SEC is normally performed using a column having a packed bed of particles. The packed bed of particles is a separation media or stationary phase through which the mobile phase will flow. The column is placed in fluid communication with a pump and a sample injector. The sample is loaded into the column under pressure by the sample injector and the sample components and mobile phase are pushed through the column by the pump. The components in the sample leave or elute from the column with the largest molecules (largest hydrodynamic radius) exiting first and the smallest molecules leaving last.


The SEC column is placed in fluid communication with a detector, which can detect the change in the nature of the mobile phase as the mobile phase exits the column. The detector will register and record these changes as a plot, referred to as a chromatogram, which is used to determine the presence or absence of the analyte, and, in some embodiments, the concentration thereof. The time at which the analyte leaves the column (retention time) is an indication of the size of the molecule. Molecular weight of the molecules can be estimated using standard calibration curves. Examples of detectors used for SEC and anion exchange chromatography are, without limitation, refractive index detectors, UV detectors, light-scattering detectors, and mass spectrometers.


Multi-angle light scattering (MALS) detection is particularly useful for detecting macromolecules. MALS detectors are sensitive to particles with molecular weights ranging from 200 Da to 1 billion Da based on their scattering light. During MALS detection a polarized light beam with a single frequency illuminates a solution of macromolecules or nanoparticles of interest. During this interaction, the oscillating electromagnetic wave of incident light induces an oscillating dipole in the electronic cloud of the molecule. The electric field of incident light beam is set in such a way that it is perpendicular (vertical plane) to the intensity and angular dependence of the measured scattered light (horizontal plane). While the intensity measurement provides molar mass information, the angular dependence presents the size information. During these measurements, baseline signal from a 90-degree detector is used to measure the peak-to-peak voltage and the RMS (root mean square) noise (obtained by dividing the peak-to-peak voltage by 6.6). Apart from the contaminants, the detector is also sensitive to the transient ripples induced by pump contributing to the overall MALS noise.

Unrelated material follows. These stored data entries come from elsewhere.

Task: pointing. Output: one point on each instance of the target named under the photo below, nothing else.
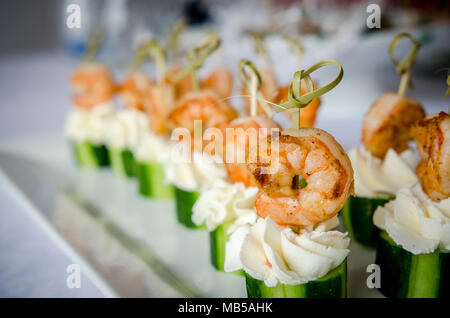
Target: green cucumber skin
(332, 285)
(444, 258)
(357, 215)
(122, 162)
(90, 155)
(406, 275)
(218, 240)
(151, 184)
(185, 200)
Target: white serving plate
(132, 245)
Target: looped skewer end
(404, 66)
(252, 82)
(154, 49)
(296, 101)
(197, 56)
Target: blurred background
(38, 52)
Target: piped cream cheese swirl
(276, 254)
(89, 125)
(126, 129)
(415, 222)
(194, 174)
(380, 178)
(224, 202)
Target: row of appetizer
(272, 214)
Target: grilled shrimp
(92, 84)
(134, 90)
(269, 90)
(308, 114)
(387, 123)
(203, 105)
(237, 172)
(309, 180)
(432, 135)
(221, 81)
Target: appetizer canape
(153, 150)
(93, 87)
(194, 169)
(128, 126)
(413, 250)
(229, 203)
(384, 163)
(304, 178)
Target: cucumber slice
(90, 155)
(151, 181)
(184, 202)
(218, 240)
(332, 285)
(122, 162)
(406, 275)
(357, 215)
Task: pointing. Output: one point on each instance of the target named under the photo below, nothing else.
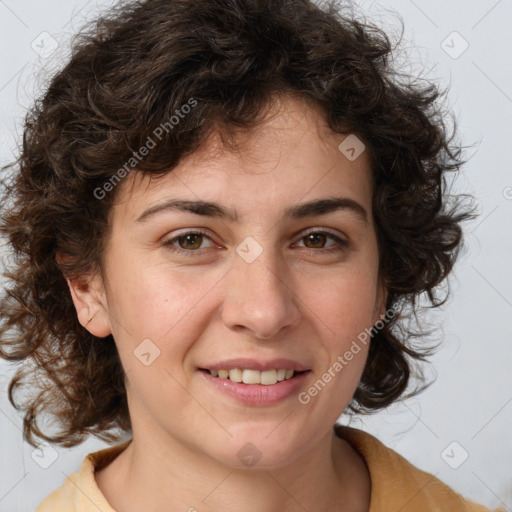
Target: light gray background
(470, 402)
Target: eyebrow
(299, 211)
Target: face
(271, 275)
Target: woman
(220, 213)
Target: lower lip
(258, 394)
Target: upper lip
(253, 364)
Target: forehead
(291, 155)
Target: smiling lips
(247, 376)
(255, 382)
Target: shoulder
(79, 492)
(399, 485)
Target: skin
(295, 301)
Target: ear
(380, 302)
(90, 300)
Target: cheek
(345, 305)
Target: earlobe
(380, 303)
(90, 305)
(89, 297)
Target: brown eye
(317, 240)
(190, 241)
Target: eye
(317, 240)
(187, 242)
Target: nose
(259, 298)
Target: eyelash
(192, 252)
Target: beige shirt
(397, 485)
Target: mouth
(251, 377)
(254, 387)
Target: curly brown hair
(129, 73)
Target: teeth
(235, 375)
(267, 377)
(251, 377)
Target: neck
(154, 473)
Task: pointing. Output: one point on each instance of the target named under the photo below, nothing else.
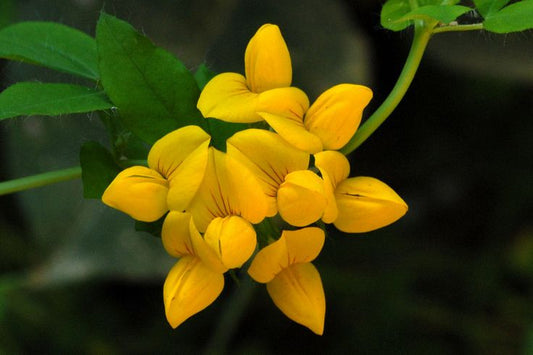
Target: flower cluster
(290, 175)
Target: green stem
(30, 182)
(458, 28)
(420, 41)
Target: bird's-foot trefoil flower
(197, 279)
(266, 87)
(296, 193)
(176, 166)
(359, 204)
(328, 124)
(292, 282)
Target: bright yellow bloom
(329, 123)
(228, 189)
(296, 193)
(176, 166)
(266, 87)
(292, 281)
(197, 278)
(359, 204)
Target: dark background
(454, 276)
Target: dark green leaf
(513, 18)
(153, 90)
(392, 11)
(202, 75)
(52, 45)
(98, 169)
(444, 14)
(24, 99)
(489, 7)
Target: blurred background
(454, 276)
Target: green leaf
(489, 7)
(52, 45)
(397, 15)
(392, 11)
(24, 99)
(153, 90)
(513, 18)
(442, 13)
(98, 169)
(202, 75)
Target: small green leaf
(153, 90)
(202, 75)
(513, 18)
(98, 169)
(489, 7)
(52, 45)
(442, 13)
(392, 11)
(24, 99)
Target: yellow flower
(359, 204)
(176, 166)
(266, 87)
(197, 279)
(329, 123)
(292, 281)
(228, 189)
(296, 193)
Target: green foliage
(513, 18)
(98, 169)
(397, 15)
(153, 90)
(52, 45)
(23, 99)
(489, 7)
(202, 75)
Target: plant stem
(458, 28)
(30, 182)
(420, 41)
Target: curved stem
(30, 182)
(420, 41)
(458, 28)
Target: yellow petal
(301, 198)
(175, 234)
(189, 288)
(304, 245)
(140, 192)
(336, 114)
(269, 261)
(187, 178)
(288, 102)
(228, 189)
(227, 98)
(299, 246)
(297, 291)
(268, 157)
(169, 152)
(366, 204)
(267, 61)
(334, 168)
(294, 132)
(233, 239)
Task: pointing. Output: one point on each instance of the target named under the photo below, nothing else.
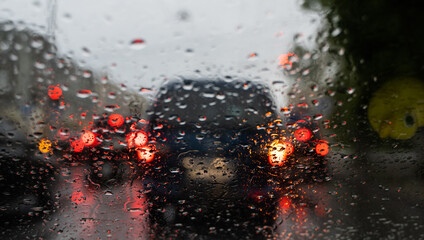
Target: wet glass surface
(200, 120)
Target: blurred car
(224, 155)
(26, 179)
(214, 151)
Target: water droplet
(108, 193)
(84, 93)
(138, 44)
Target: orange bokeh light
(303, 134)
(88, 138)
(279, 151)
(77, 145)
(77, 197)
(322, 149)
(115, 120)
(146, 154)
(137, 139)
(285, 61)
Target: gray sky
(215, 37)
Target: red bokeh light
(116, 120)
(77, 197)
(63, 134)
(54, 92)
(77, 145)
(279, 151)
(285, 203)
(303, 134)
(146, 154)
(137, 139)
(88, 138)
(322, 149)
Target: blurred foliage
(382, 41)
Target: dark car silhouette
(223, 155)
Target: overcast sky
(215, 37)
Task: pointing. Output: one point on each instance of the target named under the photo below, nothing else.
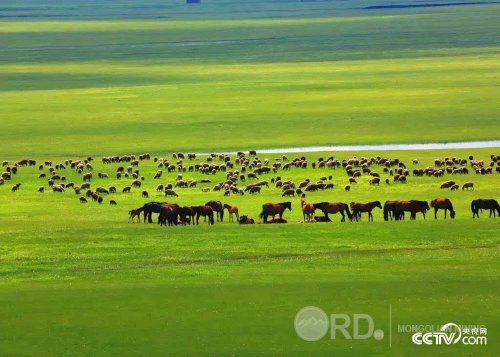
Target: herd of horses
(174, 214)
(243, 174)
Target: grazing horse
(273, 209)
(132, 213)
(358, 208)
(205, 211)
(442, 203)
(150, 208)
(412, 206)
(168, 215)
(307, 209)
(218, 208)
(186, 215)
(467, 186)
(337, 207)
(233, 210)
(389, 210)
(481, 204)
(246, 220)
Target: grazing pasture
(83, 274)
(61, 257)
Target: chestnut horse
(205, 211)
(358, 208)
(481, 204)
(307, 209)
(131, 214)
(233, 210)
(389, 210)
(246, 220)
(337, 207)
(186, 215)
(273, 209)
(217, 207)
(412, 206)
(442, 203)
(168, 215)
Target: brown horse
(442, 203)
(205, 211)
(468, 186)
(337, 207)
(218, 208)
(133, 213)
(389, 210)
(168, 215)
(273, 209)
(186, 215)
(233, 210)
(481, 204)
(246, 220)
(307, 209)
(412, 206)
(358, 208)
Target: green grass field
(114, 77)
(80, 279)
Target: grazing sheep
(169, 192)
(136, 183)
(57, 188)
(467, 186)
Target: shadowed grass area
(95, 77)
(80, 279)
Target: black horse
(150, 208)
(273, 209)
(218, 208)
(481, 204)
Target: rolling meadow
(94, 78)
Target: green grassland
(337, 74)
(115, 77)
(80, 279)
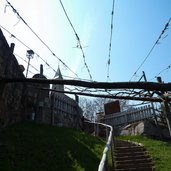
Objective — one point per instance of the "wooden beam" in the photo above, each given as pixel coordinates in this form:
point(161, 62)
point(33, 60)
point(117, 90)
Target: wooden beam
point(151, 99)
point(148, 86)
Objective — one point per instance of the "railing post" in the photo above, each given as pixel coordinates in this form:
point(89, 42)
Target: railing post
point(106, 164)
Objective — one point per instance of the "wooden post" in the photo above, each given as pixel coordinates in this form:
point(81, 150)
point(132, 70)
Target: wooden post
point(152, 105)
point(167, 115)
point(166, 109)
point(2, 86)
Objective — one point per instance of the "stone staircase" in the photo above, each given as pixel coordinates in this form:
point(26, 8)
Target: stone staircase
point(131, 156)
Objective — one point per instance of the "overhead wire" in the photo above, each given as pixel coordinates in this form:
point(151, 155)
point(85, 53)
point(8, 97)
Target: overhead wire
point(12, 35)
point(163, 70)
point(110, 41)
point(78, 39)
point(156, 43)
point(53, 54)
point(45, 62)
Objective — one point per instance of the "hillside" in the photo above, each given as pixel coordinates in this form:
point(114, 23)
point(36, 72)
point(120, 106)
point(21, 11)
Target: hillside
point(34, 147)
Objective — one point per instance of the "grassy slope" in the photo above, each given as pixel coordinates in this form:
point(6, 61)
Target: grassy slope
point(160, 151)
point(31, 147)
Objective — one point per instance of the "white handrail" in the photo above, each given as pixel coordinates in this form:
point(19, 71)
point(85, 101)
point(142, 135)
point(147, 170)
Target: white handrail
point(108, 144)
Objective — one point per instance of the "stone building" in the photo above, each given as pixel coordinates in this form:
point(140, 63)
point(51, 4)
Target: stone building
point(20, 101)
point(65, 110)
point(11, 95)
point(38, 101)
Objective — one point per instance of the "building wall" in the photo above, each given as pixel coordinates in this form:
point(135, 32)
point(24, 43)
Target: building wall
point(11, 95)
point(19, 101)
point(65, 111)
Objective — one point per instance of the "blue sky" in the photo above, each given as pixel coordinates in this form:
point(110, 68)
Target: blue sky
point(136, 27)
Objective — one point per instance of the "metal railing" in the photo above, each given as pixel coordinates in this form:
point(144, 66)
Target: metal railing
point(99, 129)
point(130, 116)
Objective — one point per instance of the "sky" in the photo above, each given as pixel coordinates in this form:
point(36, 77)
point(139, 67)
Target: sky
point(136, 27)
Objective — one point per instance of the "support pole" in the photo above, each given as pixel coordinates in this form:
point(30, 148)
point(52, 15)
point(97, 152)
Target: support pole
point(166, 109)
point(152, 105)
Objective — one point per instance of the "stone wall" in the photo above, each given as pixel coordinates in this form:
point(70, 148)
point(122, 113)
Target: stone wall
point(19, 101)
point(146, 127)
point(12, 94)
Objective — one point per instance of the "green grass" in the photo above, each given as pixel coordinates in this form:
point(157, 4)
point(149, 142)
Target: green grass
point(160, 151)
point(37, 147)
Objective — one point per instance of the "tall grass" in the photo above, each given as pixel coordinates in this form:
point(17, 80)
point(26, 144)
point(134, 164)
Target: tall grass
point(32, 147)
point(160, 151)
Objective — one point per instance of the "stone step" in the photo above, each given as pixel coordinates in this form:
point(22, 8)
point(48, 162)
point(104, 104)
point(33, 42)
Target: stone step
point(131, 154)
point(132, 157)
point(134, 161)
point(136, 169)
point(134, 166)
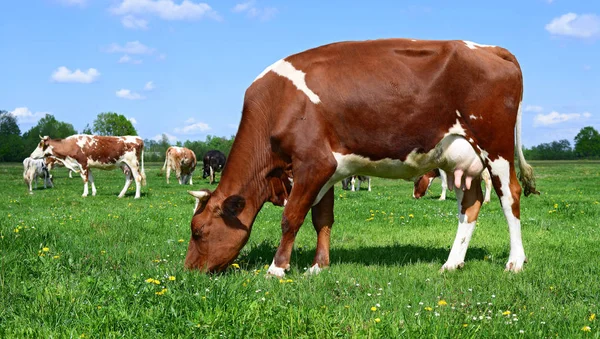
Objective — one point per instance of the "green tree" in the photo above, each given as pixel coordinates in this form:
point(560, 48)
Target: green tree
point(110, 123)
point(87, 130)
point(587, 143)
point(49, 126)
point(11, 143)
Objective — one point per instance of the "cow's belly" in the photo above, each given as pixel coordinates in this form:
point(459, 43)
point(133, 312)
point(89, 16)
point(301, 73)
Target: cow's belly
point(452, 153)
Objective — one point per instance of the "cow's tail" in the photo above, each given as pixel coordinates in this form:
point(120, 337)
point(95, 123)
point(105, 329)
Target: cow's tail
point(526, 175)
point(142, 172)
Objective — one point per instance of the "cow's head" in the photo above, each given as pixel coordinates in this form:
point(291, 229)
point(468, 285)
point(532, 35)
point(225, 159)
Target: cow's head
point(422, 184)
point(218, 235)
point(43, 149)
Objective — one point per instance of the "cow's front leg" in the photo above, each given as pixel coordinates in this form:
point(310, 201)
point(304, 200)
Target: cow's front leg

FIG. 1 is a representative schematic of a chromatographic system 100 that can be used to separate analytes in a sample. Chromatographic system 100 includes several components including: a fluid manager system 110 (which controls mobile phase flow through the system); a dampener 120; a sample injector 130; a chromatographic column 140; a detector 150; and tubing 105, fluidically coupling the components. An exemplary chromatographic system is an ACQUITY™ UPLC™ H-class Bio System (available from Waters Technology Corporation, Milford, MA), depicted in FIG. 2, which comprises a Quaternary Solvent Manager (SM) fitted with 100 μL mixer and dampener (120 position indicated by arrow), FTN sample manager, column heater (30-CHA), TUV, MALS (Wyatt DAWN™ MALS detector), and refractive index (RI) detectors.


The fluid manager system 110 comprises one or more solvent reservoirs 112 fluidically coupled to one or more pumps 115. During use, the mobile phase is pumped into the system 100 by one or more mobile phase pumps 115 and flows into dampener 120. The mobile phase pump 115 can be a solvent pump that can be used for ultra-high performance liquid chromatography. For example, the mobile phase pump can be capable of producing a flow rate of the mobile phase into the chromatography system of up to about 1 mL/min of mobile phase at a maximum pressure of about 1034 bar.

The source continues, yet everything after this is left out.